As one observes, the lady of justice seems no longer blind but winks her eye to those who are wealthy, those who are powerful, and the balance she holds seems to tilt in favour of the side of the influential. The common man is left standing at the gates of justice with a begging bowl which is seldom filled. For years and decades, the common man waits and sometimes the bowl remains empty but only with a promise that the next day of hearing may fill the bowl. The date goes on and on and the most available result in our courtrooms seem to be ‘the next date’ only, some say that the ‘balance’ weighs on the side of power, of influence and corruption, of paisa.

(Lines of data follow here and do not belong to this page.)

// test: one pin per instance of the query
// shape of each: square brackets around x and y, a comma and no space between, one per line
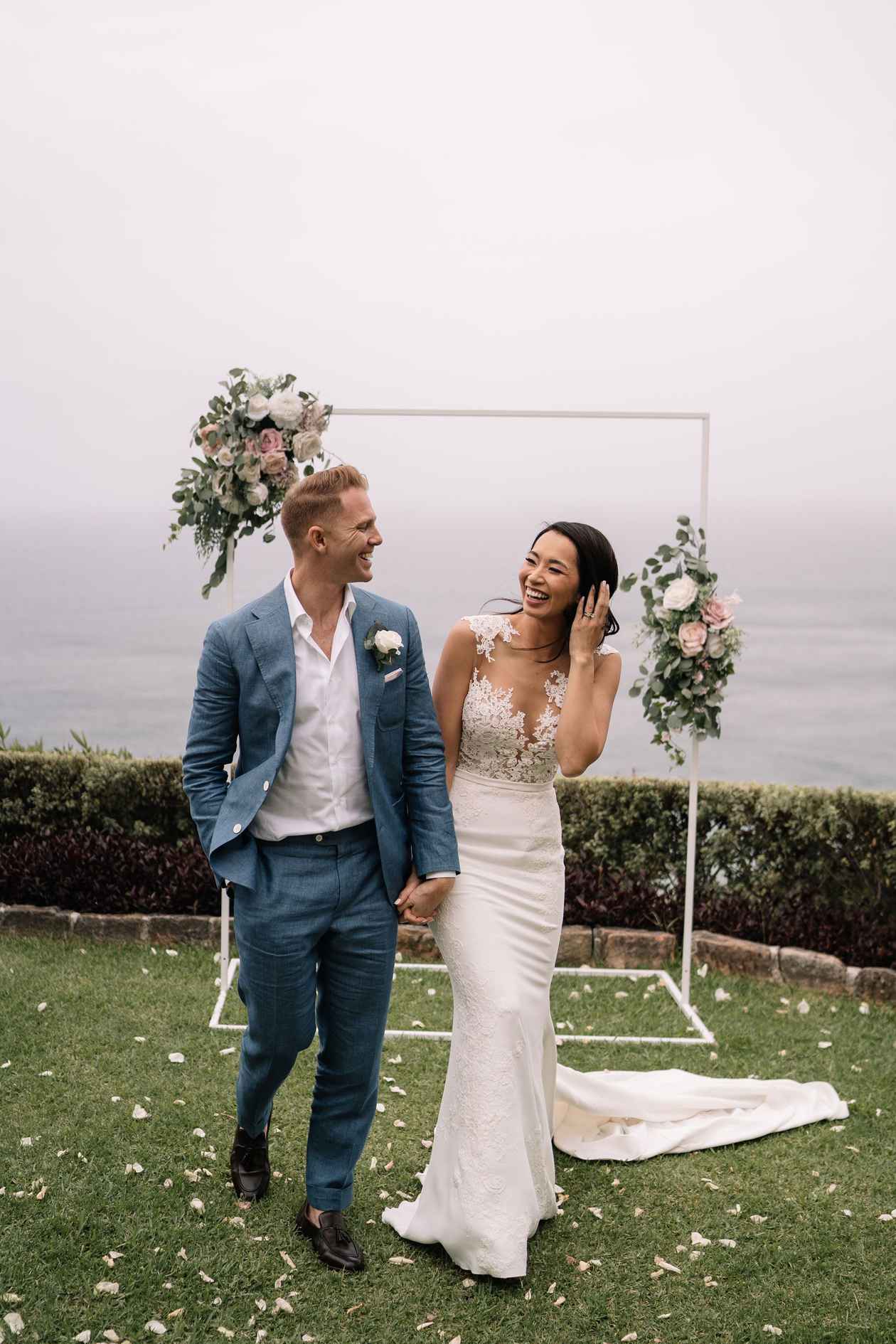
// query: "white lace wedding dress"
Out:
[491,1175]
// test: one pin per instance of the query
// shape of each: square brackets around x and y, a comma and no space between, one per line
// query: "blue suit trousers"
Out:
[316,940]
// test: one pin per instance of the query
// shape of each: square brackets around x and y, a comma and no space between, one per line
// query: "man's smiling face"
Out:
[351,538]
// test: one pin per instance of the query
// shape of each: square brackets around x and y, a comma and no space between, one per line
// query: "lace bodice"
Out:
[494,737]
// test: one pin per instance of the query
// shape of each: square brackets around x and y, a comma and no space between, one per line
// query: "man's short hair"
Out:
[316,499]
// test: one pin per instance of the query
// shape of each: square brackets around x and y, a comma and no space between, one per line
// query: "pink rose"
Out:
[210,449]
[270,441]
[692,636]
[273,464]
[719,612]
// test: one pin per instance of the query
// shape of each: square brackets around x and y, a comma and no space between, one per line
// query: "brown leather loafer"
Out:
[332,1241]
[249,1164]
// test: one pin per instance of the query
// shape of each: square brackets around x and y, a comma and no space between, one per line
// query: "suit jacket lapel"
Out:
[370,679]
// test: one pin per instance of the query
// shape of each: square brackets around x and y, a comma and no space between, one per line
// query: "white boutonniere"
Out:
[383,644]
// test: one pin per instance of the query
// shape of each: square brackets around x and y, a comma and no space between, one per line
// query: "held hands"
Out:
[420,900]
[589,625]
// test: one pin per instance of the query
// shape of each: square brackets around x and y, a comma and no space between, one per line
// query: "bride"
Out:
[518,696]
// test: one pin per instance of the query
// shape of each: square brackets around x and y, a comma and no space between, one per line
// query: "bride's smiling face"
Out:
[550,577]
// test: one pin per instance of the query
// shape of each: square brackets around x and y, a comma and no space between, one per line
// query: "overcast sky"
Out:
[572,205]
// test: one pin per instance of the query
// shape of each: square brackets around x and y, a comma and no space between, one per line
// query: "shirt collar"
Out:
[297,613]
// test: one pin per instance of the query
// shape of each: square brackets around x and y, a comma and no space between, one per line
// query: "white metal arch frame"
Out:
[681,995]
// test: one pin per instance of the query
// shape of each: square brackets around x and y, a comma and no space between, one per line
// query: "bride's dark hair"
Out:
[597,561]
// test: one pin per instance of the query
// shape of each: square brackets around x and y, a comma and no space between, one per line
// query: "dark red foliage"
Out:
[108,873]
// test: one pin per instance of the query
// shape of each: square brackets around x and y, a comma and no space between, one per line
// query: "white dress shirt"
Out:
[321,784]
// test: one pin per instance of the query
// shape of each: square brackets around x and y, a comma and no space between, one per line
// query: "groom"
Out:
[338,809]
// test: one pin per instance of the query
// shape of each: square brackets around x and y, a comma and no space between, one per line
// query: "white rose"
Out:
[287,410]
[387,641]
[306,445]
[257,407]
[680,594]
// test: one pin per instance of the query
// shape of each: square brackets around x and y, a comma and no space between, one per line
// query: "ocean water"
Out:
[101,629]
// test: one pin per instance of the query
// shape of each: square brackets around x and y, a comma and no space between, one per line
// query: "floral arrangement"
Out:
[253,439]
[693,641]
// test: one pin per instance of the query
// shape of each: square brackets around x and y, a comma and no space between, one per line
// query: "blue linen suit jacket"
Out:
[246,688]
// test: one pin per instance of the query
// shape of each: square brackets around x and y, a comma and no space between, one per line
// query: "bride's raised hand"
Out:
[590,623]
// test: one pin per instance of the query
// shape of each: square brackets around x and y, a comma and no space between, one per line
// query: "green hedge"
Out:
[63,791]
[757,841]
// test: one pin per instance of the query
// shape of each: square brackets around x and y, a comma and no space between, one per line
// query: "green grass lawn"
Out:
[113,1014]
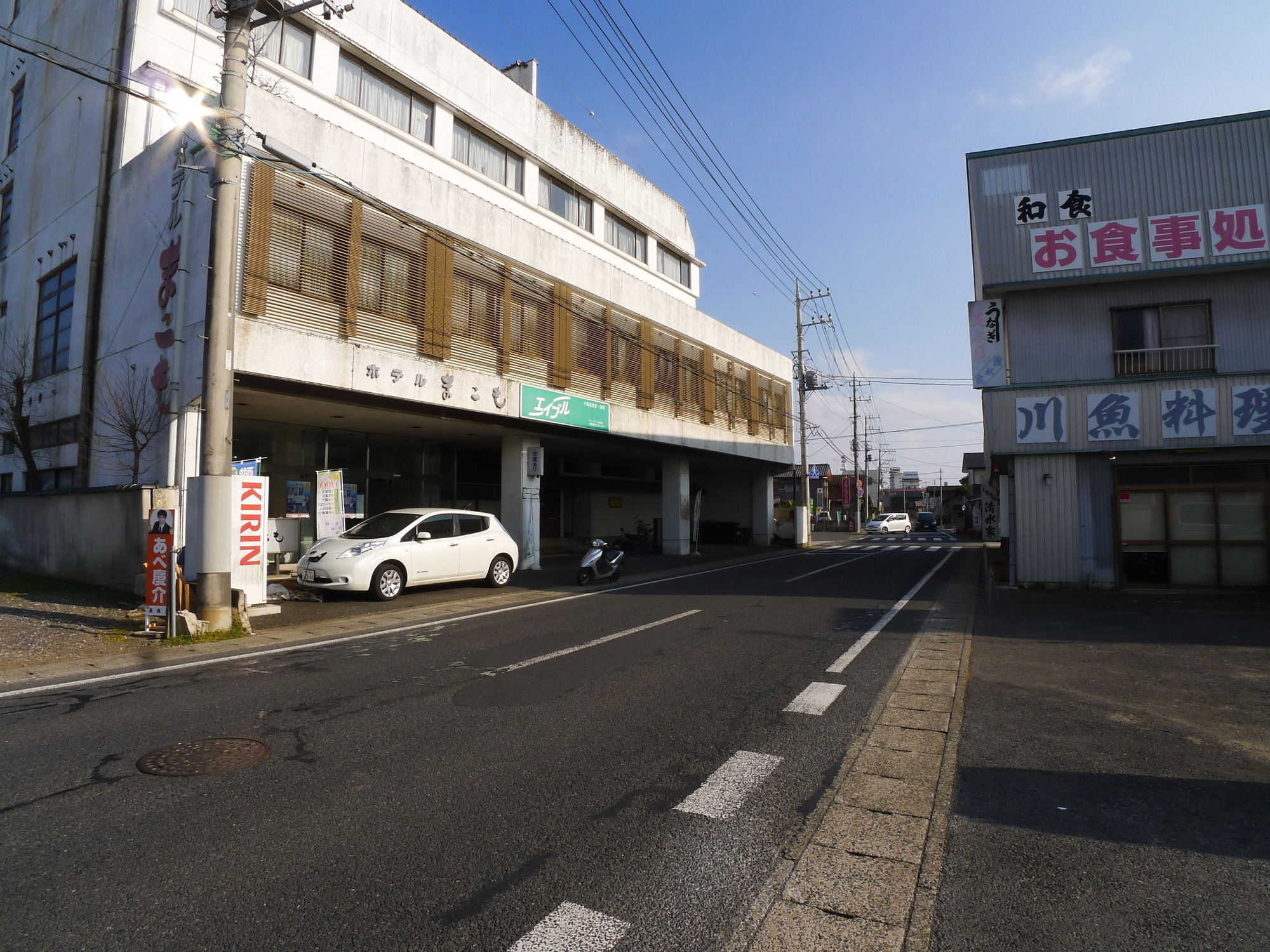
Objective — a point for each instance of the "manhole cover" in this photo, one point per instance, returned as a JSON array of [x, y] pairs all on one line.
[[195, 758]]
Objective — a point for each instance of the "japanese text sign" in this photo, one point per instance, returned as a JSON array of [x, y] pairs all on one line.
[[987, 345]]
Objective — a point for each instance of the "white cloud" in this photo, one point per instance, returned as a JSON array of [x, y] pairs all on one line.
[[1085, 83]]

Let legal jargons be another thing alien to the layman and his shouts for justice may seldom be heard. Let us come back to Murugun, If one cannot understand the beauty of Mozart’s symphony, if one is not able to understand Freudian concepts, if one is not able to understand the Einstien theory of relativity, if one is not able to appreciate a Picasso painting, is that the fault of the person who drew the masterpiece or the person who fails to appreciate them all. The order of the court seems to imply that Murugan is at fault because he wrote in a manner that was not comprehensible to many. And perhaps that it would be better if Murugan wrote in a language like any layman, like film star Rekha or rather her fan page update. The court seems to focus on simplicity and that sarcasm and satire are incomprehensible to many.
Now if one does not understand Shakespeare, what is his or her fault? He wrote and dramatized inspiring stories during the European golden age of literature. So, if the court’s order is akin to stating that Shakespeare is at fault as the common man failed to understand his plays, then what an observation it was! One is at a loss for words here. So, if one is to learn satire and sarcasm as per the judge’s observation, pray tell where one can learn to be Shakespeare? Satire and sarcasm are artistic traits and an inborn quality like being a comedian. One can try being a comedian but when the audience is not laughing, it would be obvious that the man has no gift of the gab or talented sense of humour. He should consider changing his occupation.
Similarly, a judge’s observation and judgment may not be as expected and it is the right of the individual to say that the observation does not sit well with him, or perhaps one may be lost in interpretation like the public, like the club of Mongsangei on Murugan’s harsh take on reality. The judge should hold true to his observation that the public is not to blame but the person who do not know how to write satire is, similarly one may not know the judicial translation of a judge’s order and we are the public and cannot be blamed if we are lost in translation also. At the very least, we will say “can I English you”?